L’idée est de montrer "clairement" que "la farce électorale du 6 décembre n’est pas légitime", a déclaré un député, Juan Pablo Guanipa, au cours de la session parlementaire.

L’opposition estime que les législatives de décembre n’ont aucune chance de se dérouler de façon équitable puisque le CNE est désormais contrôlé par des membres nommés par le Tribunal Suprême, au service du pouvoir.

Ce Tribunal considère comme nulles les décisions du Parlement qu’il a déclaré en "outrage" à la justice depuis que l’opposition y a remporté la majorité lors des élections de 2015.

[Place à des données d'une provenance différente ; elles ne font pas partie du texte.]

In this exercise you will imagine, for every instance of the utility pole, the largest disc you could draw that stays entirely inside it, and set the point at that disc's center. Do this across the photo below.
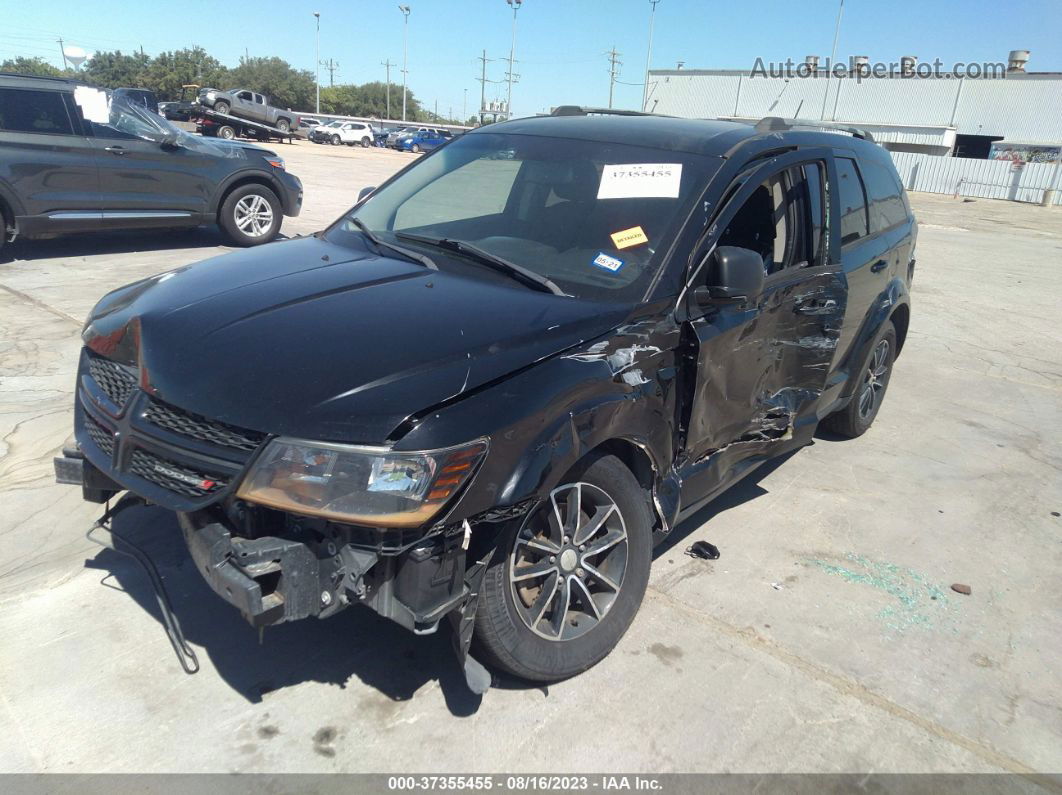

Les Etats-Unis ont déjà annoncé qu’ils ne reconnaîtraient pas les législatives de décembre, et l’Union européenne a demandé qu’elles soient différées jusqu’à ce que la situation soit clarifiée, ce que le gouvernement de Maduro a refusé, estimant "inadmissible" cette demande.

Le Parlement avait déjà convoqué une consultation populaire en juillet 2017, après des mois de protestations antigouvernementales, et affirmait avoir réuni 7,6 millions de votes, dans ce pays de 30 millions d’habitants, s’opposant à la création de l’Assemblée constituante voulue par le président.

Mais cela n’a pas empêché la mise en place de cette Assemblée, qui dans les faits assume depuis les fonctions du Parlement.